The world urgently needs cleantech solutions to mitigate and adapt to the impacts of climate change. Cleantech is a broad category of technologies that includes renewable energy such as wind, solar and green hydrogen. It also includes new technologies that reduce the greenhouse gas (GHG) emissions of existing fossil fuel energy sources and processes, capture and store carbon dioxide, and restore and optimize natural carbon sinks. To accelerate the development of these cleantech solutions and encourage investment in climate change mitigation and adaptation, Canadian federal and provincial governments should develop a comprehensive set of fiscal measures in the form of grants, subsidies, blended finance and tax incentives.

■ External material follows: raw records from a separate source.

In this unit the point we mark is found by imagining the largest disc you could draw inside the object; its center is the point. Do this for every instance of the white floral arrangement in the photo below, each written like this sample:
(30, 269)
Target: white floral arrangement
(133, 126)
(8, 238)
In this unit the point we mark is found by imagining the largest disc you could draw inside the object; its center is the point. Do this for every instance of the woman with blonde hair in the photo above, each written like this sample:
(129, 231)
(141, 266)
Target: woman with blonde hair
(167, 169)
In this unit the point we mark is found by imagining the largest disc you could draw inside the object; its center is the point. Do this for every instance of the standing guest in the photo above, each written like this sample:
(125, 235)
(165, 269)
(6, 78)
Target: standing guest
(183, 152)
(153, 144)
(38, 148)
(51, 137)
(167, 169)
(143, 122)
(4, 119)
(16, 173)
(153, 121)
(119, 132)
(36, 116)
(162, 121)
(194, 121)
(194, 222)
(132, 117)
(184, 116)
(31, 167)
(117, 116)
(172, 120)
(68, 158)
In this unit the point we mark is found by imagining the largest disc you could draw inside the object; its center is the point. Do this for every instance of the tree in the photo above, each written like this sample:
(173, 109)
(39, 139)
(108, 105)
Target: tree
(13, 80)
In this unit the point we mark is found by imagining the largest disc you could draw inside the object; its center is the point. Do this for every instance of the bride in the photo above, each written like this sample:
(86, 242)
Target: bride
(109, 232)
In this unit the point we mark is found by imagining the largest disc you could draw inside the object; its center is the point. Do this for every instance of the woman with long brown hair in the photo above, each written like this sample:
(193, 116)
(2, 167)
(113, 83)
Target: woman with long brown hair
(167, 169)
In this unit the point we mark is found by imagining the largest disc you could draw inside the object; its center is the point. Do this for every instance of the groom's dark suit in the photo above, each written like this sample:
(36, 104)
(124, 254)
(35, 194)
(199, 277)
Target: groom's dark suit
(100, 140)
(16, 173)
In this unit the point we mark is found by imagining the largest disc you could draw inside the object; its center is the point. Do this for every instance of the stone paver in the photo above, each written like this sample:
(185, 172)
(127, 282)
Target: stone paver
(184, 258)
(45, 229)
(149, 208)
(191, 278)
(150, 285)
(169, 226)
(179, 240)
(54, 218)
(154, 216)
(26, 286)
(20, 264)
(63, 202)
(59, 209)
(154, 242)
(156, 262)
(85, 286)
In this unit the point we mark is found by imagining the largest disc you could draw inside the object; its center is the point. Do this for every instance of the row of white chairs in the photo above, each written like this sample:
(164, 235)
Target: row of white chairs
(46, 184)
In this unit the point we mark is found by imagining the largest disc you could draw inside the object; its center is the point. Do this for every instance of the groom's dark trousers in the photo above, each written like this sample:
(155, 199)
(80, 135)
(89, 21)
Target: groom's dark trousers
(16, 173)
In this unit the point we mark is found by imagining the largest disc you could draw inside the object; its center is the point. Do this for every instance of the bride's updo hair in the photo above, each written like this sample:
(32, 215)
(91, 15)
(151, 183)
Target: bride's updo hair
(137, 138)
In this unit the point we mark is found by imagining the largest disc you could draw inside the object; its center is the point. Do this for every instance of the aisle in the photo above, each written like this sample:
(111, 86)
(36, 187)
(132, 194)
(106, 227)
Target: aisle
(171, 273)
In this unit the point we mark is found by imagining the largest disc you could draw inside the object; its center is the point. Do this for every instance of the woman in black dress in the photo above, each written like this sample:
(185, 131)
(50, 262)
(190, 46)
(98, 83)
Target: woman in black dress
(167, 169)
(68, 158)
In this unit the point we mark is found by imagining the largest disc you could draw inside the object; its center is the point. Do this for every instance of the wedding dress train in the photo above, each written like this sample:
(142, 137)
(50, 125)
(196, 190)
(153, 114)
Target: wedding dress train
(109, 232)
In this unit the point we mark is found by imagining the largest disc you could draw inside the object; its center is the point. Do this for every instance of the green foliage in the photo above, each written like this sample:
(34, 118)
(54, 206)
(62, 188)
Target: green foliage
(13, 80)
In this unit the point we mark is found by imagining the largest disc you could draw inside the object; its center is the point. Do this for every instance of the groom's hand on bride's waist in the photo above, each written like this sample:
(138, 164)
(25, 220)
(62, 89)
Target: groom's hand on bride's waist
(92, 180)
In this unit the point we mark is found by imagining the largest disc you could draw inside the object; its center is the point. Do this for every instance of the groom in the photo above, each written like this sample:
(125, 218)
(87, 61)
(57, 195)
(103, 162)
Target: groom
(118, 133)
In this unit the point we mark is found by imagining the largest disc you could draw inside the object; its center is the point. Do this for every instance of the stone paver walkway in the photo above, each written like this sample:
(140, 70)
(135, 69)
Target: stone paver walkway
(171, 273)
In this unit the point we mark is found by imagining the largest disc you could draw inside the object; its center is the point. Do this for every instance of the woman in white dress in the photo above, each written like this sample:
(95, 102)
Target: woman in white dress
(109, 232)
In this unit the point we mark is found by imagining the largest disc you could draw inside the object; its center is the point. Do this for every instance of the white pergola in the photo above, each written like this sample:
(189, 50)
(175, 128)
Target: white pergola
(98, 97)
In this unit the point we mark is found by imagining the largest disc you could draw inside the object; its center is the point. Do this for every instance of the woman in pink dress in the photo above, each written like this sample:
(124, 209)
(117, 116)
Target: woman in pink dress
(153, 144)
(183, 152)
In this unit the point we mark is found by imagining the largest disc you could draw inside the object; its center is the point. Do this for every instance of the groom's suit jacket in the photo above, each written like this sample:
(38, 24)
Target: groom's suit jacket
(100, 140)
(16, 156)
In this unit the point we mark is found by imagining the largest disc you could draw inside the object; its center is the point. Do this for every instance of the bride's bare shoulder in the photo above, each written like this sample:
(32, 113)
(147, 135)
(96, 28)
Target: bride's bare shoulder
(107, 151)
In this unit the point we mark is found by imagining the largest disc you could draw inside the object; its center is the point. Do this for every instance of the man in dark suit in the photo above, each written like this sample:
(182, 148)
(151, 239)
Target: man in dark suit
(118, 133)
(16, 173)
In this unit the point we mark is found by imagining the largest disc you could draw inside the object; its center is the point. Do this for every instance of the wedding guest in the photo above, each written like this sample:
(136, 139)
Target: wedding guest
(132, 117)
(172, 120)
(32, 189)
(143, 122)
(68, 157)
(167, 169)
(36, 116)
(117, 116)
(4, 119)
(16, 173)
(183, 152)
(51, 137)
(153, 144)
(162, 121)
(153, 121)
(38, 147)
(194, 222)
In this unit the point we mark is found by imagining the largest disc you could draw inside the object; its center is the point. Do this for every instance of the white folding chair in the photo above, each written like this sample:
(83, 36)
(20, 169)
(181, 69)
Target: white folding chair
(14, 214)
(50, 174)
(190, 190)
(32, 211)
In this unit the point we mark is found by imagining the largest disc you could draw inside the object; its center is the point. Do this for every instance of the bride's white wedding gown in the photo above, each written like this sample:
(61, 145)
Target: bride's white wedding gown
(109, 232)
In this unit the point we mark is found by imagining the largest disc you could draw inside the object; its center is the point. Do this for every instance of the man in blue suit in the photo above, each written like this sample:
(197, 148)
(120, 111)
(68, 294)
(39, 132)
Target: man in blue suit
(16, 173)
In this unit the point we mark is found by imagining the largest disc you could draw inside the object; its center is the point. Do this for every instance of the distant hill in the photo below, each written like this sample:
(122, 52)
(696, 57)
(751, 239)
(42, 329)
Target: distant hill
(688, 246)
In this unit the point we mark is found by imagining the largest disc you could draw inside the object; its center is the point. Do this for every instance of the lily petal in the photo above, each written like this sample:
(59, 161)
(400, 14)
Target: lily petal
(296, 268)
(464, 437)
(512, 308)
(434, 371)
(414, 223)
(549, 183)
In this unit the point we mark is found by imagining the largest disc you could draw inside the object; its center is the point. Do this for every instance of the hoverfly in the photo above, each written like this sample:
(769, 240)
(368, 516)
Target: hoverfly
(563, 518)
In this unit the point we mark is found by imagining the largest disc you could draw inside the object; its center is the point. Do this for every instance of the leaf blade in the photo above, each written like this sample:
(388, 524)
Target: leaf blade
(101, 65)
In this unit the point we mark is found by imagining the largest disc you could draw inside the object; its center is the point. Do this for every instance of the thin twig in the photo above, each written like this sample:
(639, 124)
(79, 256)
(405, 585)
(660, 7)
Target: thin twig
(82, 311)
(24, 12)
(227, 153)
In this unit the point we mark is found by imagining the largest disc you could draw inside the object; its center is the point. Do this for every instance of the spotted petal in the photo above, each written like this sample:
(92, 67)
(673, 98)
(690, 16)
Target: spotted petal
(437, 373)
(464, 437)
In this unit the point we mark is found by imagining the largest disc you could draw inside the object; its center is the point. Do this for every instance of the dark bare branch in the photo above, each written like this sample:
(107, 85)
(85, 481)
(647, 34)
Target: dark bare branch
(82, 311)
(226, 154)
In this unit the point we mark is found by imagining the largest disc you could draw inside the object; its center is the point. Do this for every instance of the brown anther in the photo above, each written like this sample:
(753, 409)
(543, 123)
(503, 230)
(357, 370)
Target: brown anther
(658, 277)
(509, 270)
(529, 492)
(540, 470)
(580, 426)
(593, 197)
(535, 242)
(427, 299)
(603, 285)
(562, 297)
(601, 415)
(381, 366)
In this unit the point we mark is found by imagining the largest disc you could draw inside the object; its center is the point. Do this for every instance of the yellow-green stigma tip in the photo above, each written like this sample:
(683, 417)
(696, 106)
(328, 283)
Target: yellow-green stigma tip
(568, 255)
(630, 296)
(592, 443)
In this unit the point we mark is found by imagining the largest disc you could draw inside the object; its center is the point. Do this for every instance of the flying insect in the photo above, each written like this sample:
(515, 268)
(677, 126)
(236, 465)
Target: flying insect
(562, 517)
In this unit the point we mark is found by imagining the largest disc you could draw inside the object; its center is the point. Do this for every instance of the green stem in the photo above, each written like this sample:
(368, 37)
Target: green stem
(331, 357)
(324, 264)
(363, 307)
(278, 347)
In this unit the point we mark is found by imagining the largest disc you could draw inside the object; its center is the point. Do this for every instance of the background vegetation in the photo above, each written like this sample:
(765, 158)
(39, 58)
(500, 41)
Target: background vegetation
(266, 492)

This paper focuses on implementing tax incentives to stimulate and hasten the transition to a low carbon economy while ensuring Canada’s competitiveness as a cleantech titan. Historically, the opportunity to save taxes has always proven to be a powerful driver of human behavior. Properly designed and targeted, tax incentives can be a powerful tool and play a critical role in accelerating the innovations needed for a low-carbon future, essentially adapting our economy and infrastructure to a changing climate.

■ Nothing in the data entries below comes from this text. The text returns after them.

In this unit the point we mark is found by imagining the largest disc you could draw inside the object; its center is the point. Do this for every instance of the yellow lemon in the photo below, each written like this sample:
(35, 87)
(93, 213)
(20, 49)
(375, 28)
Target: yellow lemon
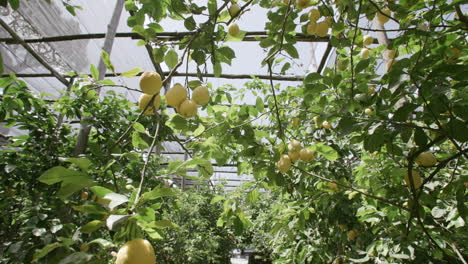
(176, 95)
(367, 40)
(136, 251)
(322, 29)
(417, 180)
(150, 82)
(306, 155)
(188, 108)
(234, 30)
(234, 10)
(426, 159)
(384, 18)
(144, 101)
(201, 95)
(314, 15)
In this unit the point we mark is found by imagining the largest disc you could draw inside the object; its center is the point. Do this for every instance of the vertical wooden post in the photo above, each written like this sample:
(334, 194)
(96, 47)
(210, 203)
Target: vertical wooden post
(85, 128)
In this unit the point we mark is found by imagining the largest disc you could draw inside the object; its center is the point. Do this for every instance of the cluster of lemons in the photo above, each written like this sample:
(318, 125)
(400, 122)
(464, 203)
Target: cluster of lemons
(177, 98)
(295, 152)
(151, 83)
(318, 28)
(136, 251)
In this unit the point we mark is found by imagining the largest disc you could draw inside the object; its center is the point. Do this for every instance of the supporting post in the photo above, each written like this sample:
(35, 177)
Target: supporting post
(85, 128)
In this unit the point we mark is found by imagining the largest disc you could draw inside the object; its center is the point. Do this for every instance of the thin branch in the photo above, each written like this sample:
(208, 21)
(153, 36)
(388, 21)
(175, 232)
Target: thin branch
(15, 36)
(143, 172)
(354, 189)
(178, 74)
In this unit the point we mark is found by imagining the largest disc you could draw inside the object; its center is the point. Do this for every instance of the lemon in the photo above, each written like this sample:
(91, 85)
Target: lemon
(294, 146)
(284, 164)
(201, 95)
(365, 52)
(312, 28)
(390, 54)
(176, 95)
(150, 82)
(136, 251)
(294, 156)
(234, 10)
(314, 15)
(333, 186)
(352, 235)
(295, 121)
(144, 101)
(367, 40)
(302, 3)
(188, 108)
(234, 30)
(382, 18)
(426, 159)
(306, 155)
(417, 180)
(322, 29)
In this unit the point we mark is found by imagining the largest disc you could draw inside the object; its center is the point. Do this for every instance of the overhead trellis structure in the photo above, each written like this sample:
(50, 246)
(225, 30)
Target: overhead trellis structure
(161, 38)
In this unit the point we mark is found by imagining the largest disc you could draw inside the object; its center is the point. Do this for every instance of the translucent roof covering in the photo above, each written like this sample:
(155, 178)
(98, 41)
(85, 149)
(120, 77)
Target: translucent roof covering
(38, 19)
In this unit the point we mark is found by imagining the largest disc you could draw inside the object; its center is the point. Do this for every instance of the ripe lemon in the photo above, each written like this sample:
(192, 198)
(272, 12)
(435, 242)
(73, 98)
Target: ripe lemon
(188, 108)
(426, 159)
(150, 82)
(417, 180)
(284, 164)
(365, 52)
(201, 95)
(341, 65)
(302, 3)
(136, 251)
(176, 95)
(333, 186)
(144, 101)
(352, 235)
(311, 28)
(367, 40)
(314, 15)
(295, 122)
(390, 54)
(322, 29)
(306, 155)
(294, 146)
(234, 30)
(294, 156)
(382, 18)
(234, 10)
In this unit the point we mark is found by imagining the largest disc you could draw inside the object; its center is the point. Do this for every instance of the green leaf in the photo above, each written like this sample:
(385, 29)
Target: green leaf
(115, 199)
(259, 104)
(326, 151)
(14, 4)
(106, 59)
(139, 127)
(132, 73)
(158, 193)
(91, 226)
(82, 163)
(94, 72)
(45, 250)
(171, 58)
(138, 142)
(58, 174)
(100, 191)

Tax incentives, carbon pricing and the phasing out of fossil fuel subsidies constitute a trifecta of levers that, if used together, could help Canada substantially advance our green and clean technology ambitions. We cannot achieve the outcomes we seek if we introduce carbon pricing and tax incentives while simultaneously maintaining fossil fuel subsidies.

Conventional carbon pricing theory assumes that an appropriate level of carbon pricing would defeat the purpose of tax incentives for cleantech. The thinking is that a proper level of carbon pricing ensures that the externalities of the damage inflicted by GHG emissions caused by fossil fuels will be internalized in the cost of fossil fuels. The internalization of GHG emissions’ cost creates a level playing field for fossil fuels and clean energy sources such as solar, wind and green hydrogen, and – so the thinking goes – market forces will result in economic clean energy sources that will eliminate the negative impact of climate change. Although we understand this line of thought, our paper argues that combining an appropriate level of carbon pricing and market forces is insufficient to maximize Canada’s chances to meet its net-zero commitment by 2050. To reach net-zero by 2050, in addition to gradually increasing carbon pricing, Canada should also phase out fossil fuel subsidies and simultaneously aggressively ramp up targeted cleantech tax incentives.